そんな、新生〈ジャガー〉のブランドアイデンティティを体現するロングノーズ&ショートデッキの2ドアクーペが2025年5月、ついに日本に上陸した。
お披露目の舞台となったのは、近年、様々なアートイベントや展覧会が催されている〈寺田倉庫〉(東京・天王洲)。
インスタレーションを手掛けたのは、アーティストのYOSHIROTTENさん。日本を代表するクリエイターとのコラボレーションによって、ブランドの新しいビジョンをコンセプチュアルに表現した。
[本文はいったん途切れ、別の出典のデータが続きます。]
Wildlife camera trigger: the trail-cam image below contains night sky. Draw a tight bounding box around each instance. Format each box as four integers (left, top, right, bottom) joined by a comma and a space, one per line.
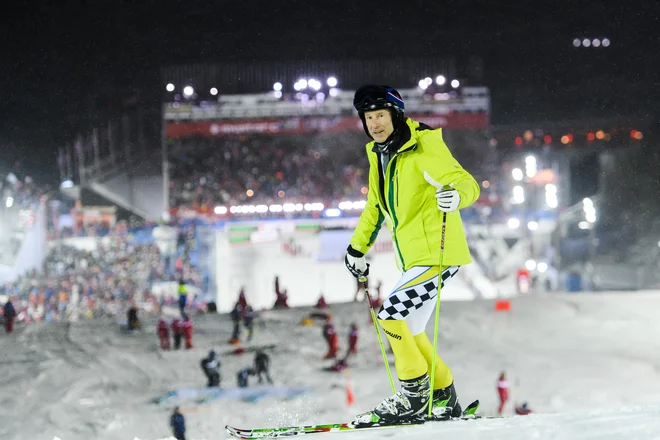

光と、音楽プロデューサーのChaki Zuluさんによる音、そして、〈TYPE 00〉の象徴的なデザインエレメントである「Strikethrough(ストライクスルー)」からインスピレーションを得た映像演出によって、空間全体でブランドの世界観を強く示している。






モダンラグジュアリーを表現した、ピュア&独創的なインテリアデザイン
〈TYPE 00〉は、インテリアデザインも独創性に富んでいる。一貫してピュアでありながら、前後方向に向かって伸びる直線的なデザイン表現によって空間に広がりを演出。長いホイールベースと相まって、居住性の高さに貢献している。
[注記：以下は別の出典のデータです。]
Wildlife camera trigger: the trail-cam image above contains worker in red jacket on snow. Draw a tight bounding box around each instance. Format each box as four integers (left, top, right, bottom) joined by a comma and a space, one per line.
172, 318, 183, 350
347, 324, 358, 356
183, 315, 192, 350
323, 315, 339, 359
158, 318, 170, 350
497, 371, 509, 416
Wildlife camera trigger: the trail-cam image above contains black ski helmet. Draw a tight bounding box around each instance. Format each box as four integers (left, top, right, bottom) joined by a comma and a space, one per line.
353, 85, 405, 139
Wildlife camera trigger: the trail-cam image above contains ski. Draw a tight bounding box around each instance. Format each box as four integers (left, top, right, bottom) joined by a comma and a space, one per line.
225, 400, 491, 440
運転席は独立したキャビンのよう。スイッチ類を排除したダッシュボードは、タッチパネルは必要なときにだけ現れる収納式。ステアリングを手にするドライバーのモードを切り替え、落ち着いて運転に集中することができる特等席を用意している。
ひときわ独創的なのがその素材使い。エクステリアの「leaper(リーパー)」に用いた真鍮をインテリアにも取り入れ、センターコンソールには石材を採用。これまでのカーデザインには使われなかったマテリアルを大胆に取り入れた。
レザーやウッドを使ったラグジュアリーなインテリアとは一線を画す、新生〈ジャガー〉が打ち出すモダンラグジュアリーを見事に体現している。
1922年にイギリスでウィリアム・ライオンズとウィリアム・ウォーズレイが創業したスワロー・サイドカー・カンパニーを前身とする〈ジャガー〉は、イギリス王室御用達としても知られる。ラグジュアリースポーツの先駆けとして知られる〈XK120〉や世界初のスーパーカーとも称される〈XKSS〉、「世界で最も美しい車」と評された〈E-TYPE〉など、数々の名車を世に送り出してきた。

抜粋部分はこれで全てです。